When they are failing or have failed, or for reconstruction.
Life-saving or life-enhancing/changing.
When is an organ transplant life-saving?
Other life-supportive methods not fully developed (e.g. liver, heart (LVAD)).
Other life-supportive methods have reached the end of their possible use (e.g. small bowel- total parenteral nutrition/ venous access problems).
When is an organ transplant life-enhancing?
Other life-supportive methods less good, e.g. kidneys (dialysis) or pancreas (in selected cases, tx better than insulin injections).
Organ not vital but improved quality of life, e.g. cornea, reconstructive surgery.
What are the different types of transplantation?
Autografts: within the same individual
Isografts: between genetically identical individuals of the same species
Allografts: between different individuals of the same species
Xenografts: between individuals of different species, e.g. heart valves (pig/cow), skin
Prosthetic graft: plastic, metal
What are allografts used for?
Solid organs (kidney, liver, heart, lung, pancreas)
Small bowel
Free cells (bone marrow, pancreas islets)

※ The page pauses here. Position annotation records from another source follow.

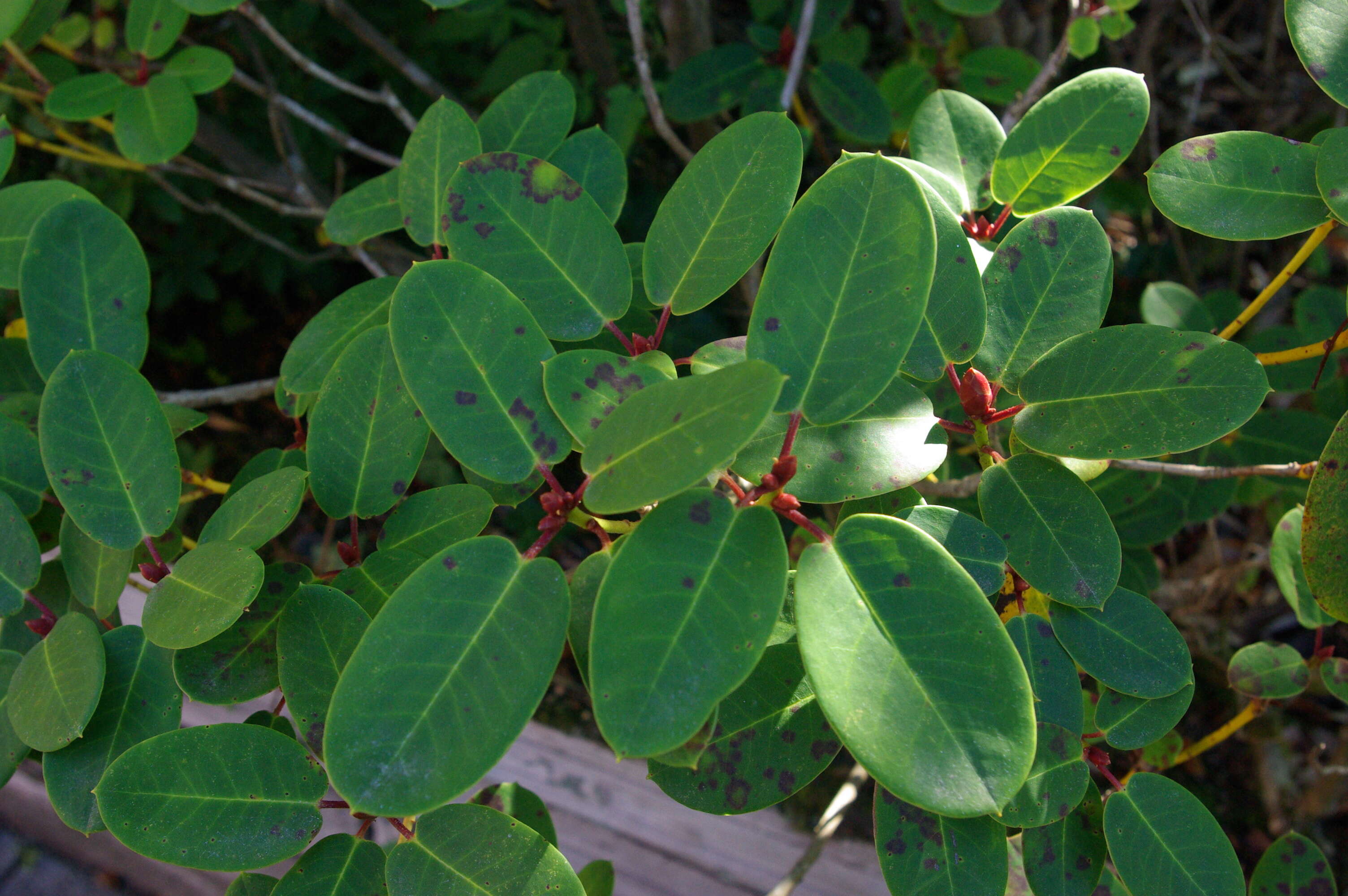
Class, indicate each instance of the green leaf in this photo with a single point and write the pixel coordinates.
(1057, 780)
(948, 716)
(1293, 864)
(772, 740)
(98, 574)
(592, 159)
(261, 511)
(1176, 306)
(366, 212)
(695, 557)
(669, 435)
(337, 866)
(584, 589)
(1053, 677)
(22, 476)
(445, 678)
(240, 663)
(108, 451)
(1132, 723)
(205, 593)
(139, 701)
(1316, 29)
(444, 138)
(1071, 141)
(1138, 391)
(474, 851)
(21, 207)
(882, 449)
(531, 116)
(956, 314)
(723, 212)
(526, 223)
(584, 386)
(997, 74)
(1130, 645)
(929, 855)
(213, 797)
(1326, 526)
(316, 635)
(157, 122)
(376, 578)
(1057, 534)
(959, 137)
(84, 285)
(846, 289)
(1268, 670)
(1049, 280)
(84, 96)
(435, 519)
(1067, 857)
(712, 81)
(153, 26)
(328, 333)
(1285, 560)
(56, 688)
(1239, 185)
(1165, 843)
(451, 325)
(850, 102)
(204, 69)
(366, 434)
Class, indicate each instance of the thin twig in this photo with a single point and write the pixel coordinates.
(221, 395)
(383, 96)
(313, 121)
(644, 72)
(803, 43)
(823, 832)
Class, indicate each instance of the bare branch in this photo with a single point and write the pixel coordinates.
(823, 832)
(644, 72)
(223, 395)
(803, 43)
(300, 112)
(385, 96)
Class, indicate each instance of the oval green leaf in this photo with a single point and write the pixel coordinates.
(108, 451)
(526, 223)
(1057, 534)
(451, 325)
(213, 797)
(1049, 280)
(846, 289)
(205, 593)
(948, 721)
(703, 582)
(669, 435)
(445, 678)
(1130, 645)
(1138, 391)
(723, 212)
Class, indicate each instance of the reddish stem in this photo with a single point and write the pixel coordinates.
(622, 337)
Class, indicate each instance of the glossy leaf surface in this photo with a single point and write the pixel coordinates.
(471, 356)
(1138, 391)
(887, 605)
(1056, 531)
(846, 289)
(213, 797)
(1049, 280)
(723, 212)
(1130, 645)
(108, 451)
(445, 677)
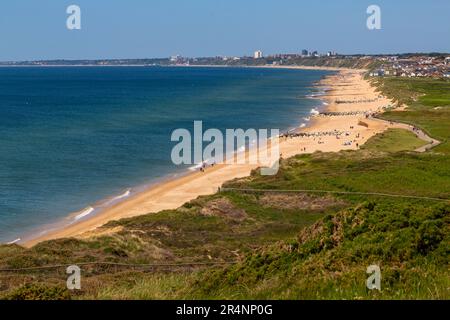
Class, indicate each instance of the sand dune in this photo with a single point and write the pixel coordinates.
(347, 85)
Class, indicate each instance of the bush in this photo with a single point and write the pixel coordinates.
(38, 292)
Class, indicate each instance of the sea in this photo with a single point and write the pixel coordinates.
(76, 139)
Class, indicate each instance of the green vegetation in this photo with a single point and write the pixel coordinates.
(394, 140)
(280, 245)
(428, 105)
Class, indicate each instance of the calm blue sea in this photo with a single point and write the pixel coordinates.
(70, 137)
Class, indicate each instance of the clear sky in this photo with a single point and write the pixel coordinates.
(36, 29)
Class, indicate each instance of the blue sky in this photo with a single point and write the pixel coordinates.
(31, 29)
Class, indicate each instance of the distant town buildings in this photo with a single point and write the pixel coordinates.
(258, 54)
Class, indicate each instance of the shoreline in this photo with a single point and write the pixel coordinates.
(174, 192)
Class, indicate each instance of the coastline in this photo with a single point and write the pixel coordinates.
(172, 193)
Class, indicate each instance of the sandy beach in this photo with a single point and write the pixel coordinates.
(349, 99)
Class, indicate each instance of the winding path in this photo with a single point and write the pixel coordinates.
(418, 132)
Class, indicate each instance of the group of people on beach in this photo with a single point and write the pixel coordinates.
(346, 113)
(357, 101)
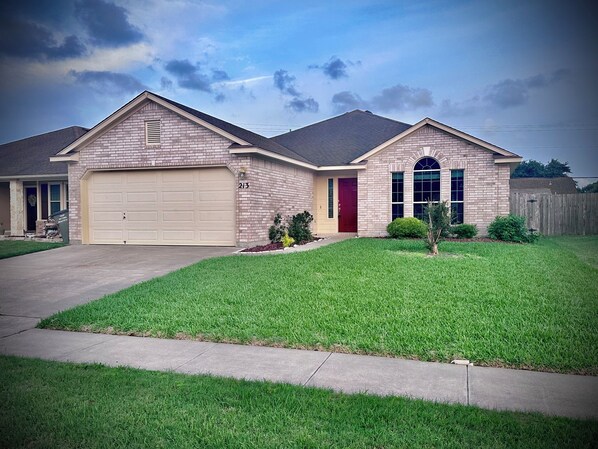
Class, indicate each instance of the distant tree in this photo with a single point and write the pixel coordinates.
(556, 169)
(590, 188)
(535, 169)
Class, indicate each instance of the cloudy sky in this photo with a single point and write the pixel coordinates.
(519, 74)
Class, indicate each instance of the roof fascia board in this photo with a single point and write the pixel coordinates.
(73, 157)
(508, 160)
(383, 145)
(197, 120)
(448, 129)
(340, 167)
(470, 138)
(256, 150)
(131, 107)
(113, 118)
(34, 177)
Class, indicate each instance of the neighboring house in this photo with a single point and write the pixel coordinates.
(563, 184)
(32, 187)
(158, 172)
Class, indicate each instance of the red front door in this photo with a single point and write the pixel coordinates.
(347, 205)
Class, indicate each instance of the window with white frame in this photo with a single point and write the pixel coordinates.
(54, 198)
(426, 185)
(152, 132)
(330, 197)
(397, 195)
(457, 197)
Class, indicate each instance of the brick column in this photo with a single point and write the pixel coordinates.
(17, 203)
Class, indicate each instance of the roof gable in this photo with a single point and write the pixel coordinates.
(506, 155)
(339, 140)
(238, 136)
(31, 156)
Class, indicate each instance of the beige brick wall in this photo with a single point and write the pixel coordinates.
(486, 192)
(272, 186)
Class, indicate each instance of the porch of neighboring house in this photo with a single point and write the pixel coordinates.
(26, 204)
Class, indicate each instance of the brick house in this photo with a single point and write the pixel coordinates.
(31, 187)
(158, 172)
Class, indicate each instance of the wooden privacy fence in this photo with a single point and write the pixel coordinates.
(550, 214)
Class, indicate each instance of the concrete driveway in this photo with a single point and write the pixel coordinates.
(37, 285)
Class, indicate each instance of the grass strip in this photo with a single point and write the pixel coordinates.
(524, 306)
(59, 405)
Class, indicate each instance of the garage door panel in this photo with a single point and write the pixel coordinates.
(147, 216)
(142, 176)
(108, 236)
(224, 216)
(112, 217)
(179, 206)
(178, 236)
(177, 197)
(178, 216)
(142, 197)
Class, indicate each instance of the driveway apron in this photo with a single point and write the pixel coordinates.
(37, 285)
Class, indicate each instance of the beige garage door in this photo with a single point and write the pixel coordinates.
(162, 207)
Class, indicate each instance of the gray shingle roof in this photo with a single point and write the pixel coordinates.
(31, 156)
(246, 135)
(339, 140)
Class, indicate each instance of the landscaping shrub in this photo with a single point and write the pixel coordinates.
(464, 231)
(410, 227)
(437, 217)
(277, 230)
(299, 227)
(287, 241)
(511, 229)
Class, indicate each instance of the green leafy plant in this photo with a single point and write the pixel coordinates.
(409, 227)
(511, 228)
(299, 227)
(277, 230)
(464, 231)
(287, 240)
(438, 221)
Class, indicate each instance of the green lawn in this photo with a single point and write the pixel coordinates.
(532, 306)
(11, 248)
(59, 405)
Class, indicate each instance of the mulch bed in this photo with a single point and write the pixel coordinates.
(273, 246)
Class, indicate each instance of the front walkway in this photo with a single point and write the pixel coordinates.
(491, 388)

Temporary: blood, skin (burns)
Privileged sites: cornea
Framework: bone, cartilage, tendons, nerves
Composite: hands, face, larynx
What are the different types of allograft donor?
Deceased donor
Living donor
When may a living allograft donor be used?
Bone marrow, kidney, liver
Genetically related or unrelated (spouse; altruistic)

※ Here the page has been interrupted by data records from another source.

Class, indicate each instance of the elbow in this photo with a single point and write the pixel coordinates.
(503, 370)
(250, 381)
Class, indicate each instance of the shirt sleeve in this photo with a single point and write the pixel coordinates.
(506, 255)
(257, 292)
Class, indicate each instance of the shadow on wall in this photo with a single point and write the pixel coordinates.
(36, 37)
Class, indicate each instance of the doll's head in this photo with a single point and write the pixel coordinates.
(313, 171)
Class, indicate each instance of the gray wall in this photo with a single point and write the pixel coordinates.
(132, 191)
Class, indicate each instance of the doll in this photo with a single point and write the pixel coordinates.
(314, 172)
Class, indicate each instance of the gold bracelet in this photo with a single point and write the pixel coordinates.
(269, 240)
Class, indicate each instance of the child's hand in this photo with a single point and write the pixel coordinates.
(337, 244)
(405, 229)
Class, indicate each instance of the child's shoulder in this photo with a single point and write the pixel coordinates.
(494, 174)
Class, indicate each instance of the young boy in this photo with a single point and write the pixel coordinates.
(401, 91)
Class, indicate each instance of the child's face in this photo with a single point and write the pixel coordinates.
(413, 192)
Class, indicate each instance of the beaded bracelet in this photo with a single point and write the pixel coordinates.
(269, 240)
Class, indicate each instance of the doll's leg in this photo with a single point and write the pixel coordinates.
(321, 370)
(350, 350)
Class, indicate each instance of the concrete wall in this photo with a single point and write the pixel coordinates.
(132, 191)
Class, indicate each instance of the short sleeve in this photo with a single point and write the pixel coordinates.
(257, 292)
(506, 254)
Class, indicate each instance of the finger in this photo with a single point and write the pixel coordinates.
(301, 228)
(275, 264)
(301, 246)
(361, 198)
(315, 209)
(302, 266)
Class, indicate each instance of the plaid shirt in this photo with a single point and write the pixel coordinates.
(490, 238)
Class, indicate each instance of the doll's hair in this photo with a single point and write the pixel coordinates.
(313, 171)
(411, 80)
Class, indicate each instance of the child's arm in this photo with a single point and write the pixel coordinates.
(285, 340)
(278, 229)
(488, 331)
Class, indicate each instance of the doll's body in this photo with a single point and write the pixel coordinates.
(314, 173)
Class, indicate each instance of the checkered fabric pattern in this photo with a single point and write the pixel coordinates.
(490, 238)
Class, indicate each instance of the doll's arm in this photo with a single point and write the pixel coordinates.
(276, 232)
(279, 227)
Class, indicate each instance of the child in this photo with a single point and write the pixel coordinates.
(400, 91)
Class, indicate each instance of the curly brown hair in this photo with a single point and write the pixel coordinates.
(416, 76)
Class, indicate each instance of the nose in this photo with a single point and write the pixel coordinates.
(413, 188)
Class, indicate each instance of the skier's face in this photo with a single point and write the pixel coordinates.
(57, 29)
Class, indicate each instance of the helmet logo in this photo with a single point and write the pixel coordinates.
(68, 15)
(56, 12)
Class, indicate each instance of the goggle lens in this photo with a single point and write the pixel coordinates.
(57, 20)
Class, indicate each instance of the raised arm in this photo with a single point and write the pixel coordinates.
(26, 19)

What are the different types of deceased organ donors?
DBD- donor after brain death (brain dead, heart-beating):
- road traffic accident, massive cerebral haemorrhage
- confirm brain death
- harvest organs and cool to minimise ischaemic damage
DCD- donor after cardiac death (non-heart beating donors):
- heart stopped before organ harvest
- longer period of warm ischaemia time
- suitable for kidney
How is a lack of brain stem function demonstrated?
Pupils both fixed to light
Corneal reflex absent
No eye movements with cold caloric test
No cranial nerve motor responses
No gag reflex
No respiratory movements on disconnection (with PaCO2 > 50mmHg)

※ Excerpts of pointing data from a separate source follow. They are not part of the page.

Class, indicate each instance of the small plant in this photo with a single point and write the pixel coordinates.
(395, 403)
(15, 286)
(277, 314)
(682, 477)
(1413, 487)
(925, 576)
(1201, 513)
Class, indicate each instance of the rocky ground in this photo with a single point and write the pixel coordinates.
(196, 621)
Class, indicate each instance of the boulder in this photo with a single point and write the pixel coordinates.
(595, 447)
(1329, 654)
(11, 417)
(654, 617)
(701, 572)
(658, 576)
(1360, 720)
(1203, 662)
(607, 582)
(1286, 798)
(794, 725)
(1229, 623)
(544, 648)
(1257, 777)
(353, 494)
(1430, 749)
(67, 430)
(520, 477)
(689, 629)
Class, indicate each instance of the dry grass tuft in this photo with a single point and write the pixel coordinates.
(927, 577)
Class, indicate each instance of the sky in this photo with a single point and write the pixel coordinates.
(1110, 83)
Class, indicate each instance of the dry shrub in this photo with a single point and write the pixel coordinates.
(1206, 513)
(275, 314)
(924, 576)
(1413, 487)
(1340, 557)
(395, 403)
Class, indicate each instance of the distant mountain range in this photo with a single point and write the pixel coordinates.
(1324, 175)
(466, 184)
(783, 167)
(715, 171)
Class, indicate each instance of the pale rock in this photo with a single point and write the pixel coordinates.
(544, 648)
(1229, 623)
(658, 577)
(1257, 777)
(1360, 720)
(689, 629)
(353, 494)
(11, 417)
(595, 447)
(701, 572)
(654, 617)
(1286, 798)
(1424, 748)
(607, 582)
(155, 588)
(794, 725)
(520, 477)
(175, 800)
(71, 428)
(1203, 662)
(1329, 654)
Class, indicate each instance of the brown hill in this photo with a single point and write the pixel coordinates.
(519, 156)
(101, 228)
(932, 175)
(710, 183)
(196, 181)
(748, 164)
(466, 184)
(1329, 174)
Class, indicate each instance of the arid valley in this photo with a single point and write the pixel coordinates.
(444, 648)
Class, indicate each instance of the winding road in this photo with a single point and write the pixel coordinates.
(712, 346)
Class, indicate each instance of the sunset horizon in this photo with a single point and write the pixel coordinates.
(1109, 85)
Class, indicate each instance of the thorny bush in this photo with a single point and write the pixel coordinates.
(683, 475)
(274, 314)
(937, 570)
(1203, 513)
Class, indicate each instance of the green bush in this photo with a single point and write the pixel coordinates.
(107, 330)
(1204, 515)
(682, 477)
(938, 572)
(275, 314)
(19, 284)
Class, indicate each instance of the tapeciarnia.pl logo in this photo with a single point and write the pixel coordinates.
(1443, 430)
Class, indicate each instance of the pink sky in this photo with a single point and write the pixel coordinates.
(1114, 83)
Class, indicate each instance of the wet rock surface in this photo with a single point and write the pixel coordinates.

What are the requirements for deceased donors (DBD, heart beating)?
Irremediable structural brain damage of known cause.
Apnoeic coma.
Demonstrate lack of brain stem function.
In a deceased donor (DBD, heart beating), what must their apnoeic coma not be due to?
Depressant drugs
Metabolic or endocrine disturbance
Hypothermia
Neuromuscular blockers
What must be excluded in deceased donors?
Viral infection (HIV, HBV, HCV)
Malignancy
Drug abuse, overdose or poison
Disease of the transplanted organ- USS potential donor
What is the absolute maximum cold ischaemia time for kidneys?
60 hours (ideally less than 24 hours, much shorter for other organs).
How are organs allocated?
5 tiers of patients depending on:
- paediatric or adult
- highly sensitised or not
7 elements:
- waiting time
- HLA match and age combined
- donor-recipient age difference
- location of patient relative to donor
- HLA-DR homozygosity
- HLA-B homozygosity
- blood group match
What are the most relevant protein variations in clinical transplantation?
ABO blood group
HLA (human leukocyte antigens) coded on chromosome 6 by MHC (major histocompatibility complex)
What is transplant selection?
Access to waiting list.
Referral of patients to transplantation centres for assessment.
Multidisciplinary teams assess suitability for transplantation- eligibility criteria.
Patient is placed on the NHS Transplant List.